Roberta approaches me during a break in an urban workshop. Retreats and workshops, she explains, leave her feeling so wide-open that she'll often find herself picking up other people's energy and moods. She'd left the workshop the night before, gone out on the street, and felt overwhelmed by the Saturday night energy of the city. Not just the cars honking and the music, but the people who passed her by, and even her own boyfriend.
I look at her—tall and blonde and thin—and asked her if in general she feels vulnerable. She burst into tears. "I want to be open," she said. "But I feel so raw!" Raw, in this case, is another word for vulnerable. And Roberta's struggle is a real one.
If you've done much yoga, meditation, or even deep psychological work, you may have felt something similar. When I was first spending time around my teacher, the energy generated in meditation would sometimes leave me feeling weepy and irritable, hypersensitive, even overwhelmed. No one had ever told me that the first (and many subsequent) stages of opening the heart could feel like exposing a wound, or like taking the lid off of a Pandora's box of old, unprocessed griefs and fears.

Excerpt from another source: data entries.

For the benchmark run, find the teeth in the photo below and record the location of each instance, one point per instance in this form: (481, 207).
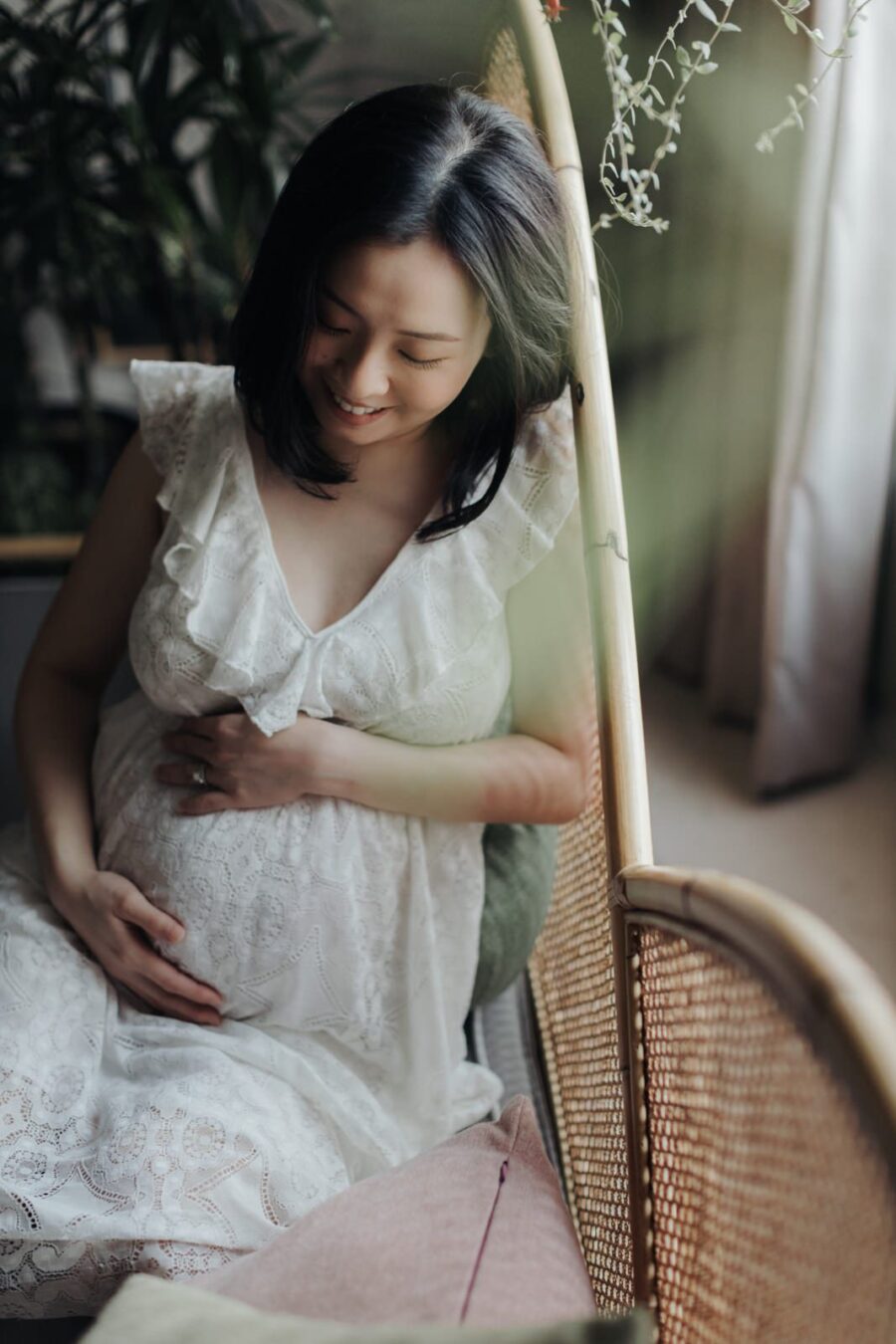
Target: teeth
(353, 410)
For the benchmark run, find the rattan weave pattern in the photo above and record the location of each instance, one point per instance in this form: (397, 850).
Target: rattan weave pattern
(572, 986)
(772, 1210)
(504, 74)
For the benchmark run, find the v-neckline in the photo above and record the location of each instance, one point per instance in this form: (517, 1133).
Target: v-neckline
(258, 506)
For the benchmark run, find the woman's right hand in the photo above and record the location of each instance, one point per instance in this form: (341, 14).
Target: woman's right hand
(114, 920)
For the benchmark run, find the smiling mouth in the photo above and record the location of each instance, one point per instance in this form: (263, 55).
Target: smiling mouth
(350, 409)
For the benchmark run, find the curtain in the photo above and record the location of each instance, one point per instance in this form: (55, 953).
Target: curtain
(835, 422)
(755, 378)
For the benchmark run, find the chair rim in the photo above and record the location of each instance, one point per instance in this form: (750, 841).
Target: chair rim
(825, 988)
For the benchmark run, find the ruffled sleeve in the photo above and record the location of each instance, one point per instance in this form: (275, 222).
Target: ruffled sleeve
(171, 400)
(537, 495)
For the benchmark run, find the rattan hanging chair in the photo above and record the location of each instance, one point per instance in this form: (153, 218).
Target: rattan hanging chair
(722, 1067)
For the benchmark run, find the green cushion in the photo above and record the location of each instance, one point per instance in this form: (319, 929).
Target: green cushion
(519, 876)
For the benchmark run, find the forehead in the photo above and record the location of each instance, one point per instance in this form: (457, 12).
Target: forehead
(415, 287)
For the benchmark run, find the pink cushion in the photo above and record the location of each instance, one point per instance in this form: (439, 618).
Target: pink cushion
(474, 1230)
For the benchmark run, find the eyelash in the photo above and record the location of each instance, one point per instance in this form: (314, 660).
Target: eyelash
(416, 363)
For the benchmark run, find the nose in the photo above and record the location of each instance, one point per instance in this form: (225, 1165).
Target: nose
(364, 375)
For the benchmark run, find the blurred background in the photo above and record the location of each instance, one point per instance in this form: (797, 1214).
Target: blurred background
(753, 352)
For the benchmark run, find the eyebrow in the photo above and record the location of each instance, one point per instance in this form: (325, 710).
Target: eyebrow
(418, 335)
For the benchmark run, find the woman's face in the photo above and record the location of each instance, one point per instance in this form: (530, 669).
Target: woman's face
(399, 331)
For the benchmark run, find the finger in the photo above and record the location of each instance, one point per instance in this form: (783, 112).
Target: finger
(187, 744)
(206, 801)
(175, 1005)
(210, 725)
(168, 978)
(133, 909)
(177, 772)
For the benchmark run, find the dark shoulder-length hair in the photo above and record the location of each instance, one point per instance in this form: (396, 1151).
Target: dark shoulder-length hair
(418, 161)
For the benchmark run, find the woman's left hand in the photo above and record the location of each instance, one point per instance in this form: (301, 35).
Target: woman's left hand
(243, 767)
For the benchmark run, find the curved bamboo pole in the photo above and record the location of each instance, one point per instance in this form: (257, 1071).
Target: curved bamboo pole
(623, 776)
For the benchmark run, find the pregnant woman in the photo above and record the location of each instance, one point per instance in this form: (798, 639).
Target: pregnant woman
(239, 928)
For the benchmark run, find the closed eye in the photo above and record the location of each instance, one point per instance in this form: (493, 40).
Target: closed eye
(342, 331)
(422, 363)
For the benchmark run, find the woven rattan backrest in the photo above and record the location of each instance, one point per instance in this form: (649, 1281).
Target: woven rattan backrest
(773, 1213)
(723, 1089)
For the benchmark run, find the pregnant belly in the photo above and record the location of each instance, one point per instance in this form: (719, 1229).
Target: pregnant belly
(288, 911)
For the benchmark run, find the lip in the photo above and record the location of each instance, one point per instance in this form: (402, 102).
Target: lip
(345, 417)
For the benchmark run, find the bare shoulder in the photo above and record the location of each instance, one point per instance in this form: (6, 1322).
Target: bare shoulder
(84, 633)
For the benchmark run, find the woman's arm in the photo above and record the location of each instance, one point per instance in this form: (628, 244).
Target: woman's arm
(77, 648)
(78, 645)
(541, 771)
(537, 773)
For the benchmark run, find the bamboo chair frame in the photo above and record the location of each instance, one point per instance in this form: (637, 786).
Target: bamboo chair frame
(662, 992)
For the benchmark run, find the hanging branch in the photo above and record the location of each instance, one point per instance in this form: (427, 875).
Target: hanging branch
(629, 188)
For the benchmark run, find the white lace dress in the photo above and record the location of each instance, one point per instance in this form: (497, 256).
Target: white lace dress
(344, 938)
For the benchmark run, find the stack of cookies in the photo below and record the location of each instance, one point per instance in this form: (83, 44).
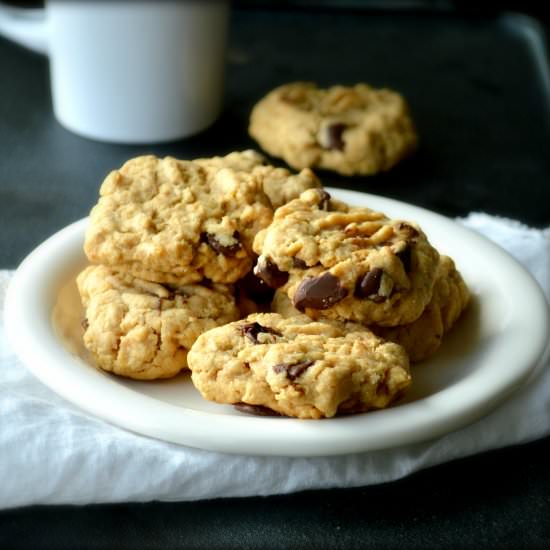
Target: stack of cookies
(169, 239)
(278, 298)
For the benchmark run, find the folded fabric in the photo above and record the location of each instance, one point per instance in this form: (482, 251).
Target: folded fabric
(52, 453)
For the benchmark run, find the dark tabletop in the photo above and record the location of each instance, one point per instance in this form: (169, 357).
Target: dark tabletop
(479, 89)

Nor did I realize, until years later, that fielding these feelings of vulnerability is not optional, nor even personal to me, but an actual part of the yogic process. Yoga, after all, is not an escape from life, but a way of taking yourself into life's pulsing heart. As you do that, you will inevitably meet your own vulnerability. Just as vulnerability and rawness are synonymous, so are vulnerability and openness. In other words, to find your way to true openness of heart, you need to pass through the forest of vulnerability.
Vulnerability opens the door to love, to grace, and to the deepest forms of healing. Your vulnerability, scary as it can be, is inseparable from your capacity for intimacy and creativity and love. The place of prayer, of yoga, the place where we encounter the divine within ourselves is also the place where we meet our vulnerability.
Yet, here's the caveat. The practice of opening to vulnerability is not for wimps. It's an advanced practice, requiring strength, discernment, and appropriate boundaries—all qualities that our yoga practice will give you, if you give it time.
The most open person I ever met was my teacher, Swami Muktananda. When you looked into his eyes, you'd meet no barriers at all; he was willing to meet you at the deepest place you were willing to go. At the same time, I've never met anyone with such strong boundaries, and such a take-no-prisoners attitude toward challenging situations. He embodied the lines of the 16th-century poet-saint, Tukaram Maharaj: "We servants of God are softer than butter, but we can cut diamond." His softness, paradoxically, was made possible by his hardness, by the energetic strength he had attained through hard-core yogic discipline, by containing his energies and turning them inward until he had created a vessel of absolute protection.
The spiritual journey often looks like a dance between the two poles of vulnerability and boundaries. It's a continuing dialogue between the impulse to soften and open, and the impulse to contain and protect. The two apparent opposites turn out to be equal partners in the process of embodying spirit and heart.
So the question for Roberta was how to accomplish such a balance? How could she continue to delve deep into her inner self, carving out pathways for an open heart if she didn't feel safe or grounded doing so? Or, to put it another way, how do you protect yourself from the dangers of vulnerability without sacrificing its gifts?
You begin by looking at the origins of vulnerability and understanding the path it typically takes.
Stage I: Original Vulnerability
The developmental journey of every human being begins in utter vulnerability. If you're lucky enough to be well-parented, your original vulnerability is met with kindness, and as a result you'll develop a kind of basic trust in the goodness of the universe. But even when you have great caregivers, early childhood is filled with necessary losses—including such natural events as a mother's temporary distraction or absence, to weaning, to the birth of a rival in the form of a younger sibling. These losses teach us about the world and help us to recognize our unique individuality, but they also accentuate our sense of basic vulnerability.
The Invulnerability Strategy
In response, we set in place our personal strategies for drawing boundaries and finding protection.
Roger, who grew up in South Central Los Angeles, tells me that from an early age he learned to outrun pursuers from the local gangs, and became so tough and 'fearless' that at age 6 he bit a playground bully who tried to take away his lunch. Coleman, on the other hand, grew up in a professional family in Indiana and learned to survive his parent's stony emotional detachment by becoming the family jester. To this day, he protects his heart with jokes and pleasing social behavior that reveals to no one the core of fear that lurks behind it. Some of us hide our vulnerability behind our skills and competencies, our work ethic and talents. Some hide behind a mask of cool or even anger. Others internalize vulnerability, identify with it, and use sensitivity as a kind of shield, like my friend who could always disarm my anger by claiming that it scared him.